GE HealthCare Technologies Inc.'s current P/E ratio is 14.3x. The historical average is 18.9x. This places it at the 25th percentile of its historical range.
GE HealthCare Technologies Inc.'s current EV/EBITDA is 10.5x. This enterprise value multiple compares the company's total value (equity + debt - cash) to its EBITDA. The historical average is 12.7x.
GE HealthCare Technologies Inc.'s return on equity (ROE) is 21.6%. This is above the typical threshold of 15-20% considered good for most companies. The historical average is 31.0%.
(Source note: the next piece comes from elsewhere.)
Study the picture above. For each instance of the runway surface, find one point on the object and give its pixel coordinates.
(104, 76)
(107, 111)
Based on historical data, GE HealthCare Technologies Inc. is trading at a P/E of 14.3x. This is at the 25th percentile of its historical P/E range. Compare with industry peers and growth rates for a complete picture.
GE HealthCare Technologies Inc.'s current dividend yield is 0.21% with a payout ratio of 3.1%.
GE HealthCare Technologies Inc. has 40.0% gross margin and 13.4% operating margin. Operating margin between 10-20% is typical for established companies.
GE HealthCare Technologies Inc.'s Debt/EBITDA ratio is 3.0x, indicating moderate leverage. A ratio between 2-4x is manageable but warrants monitoring.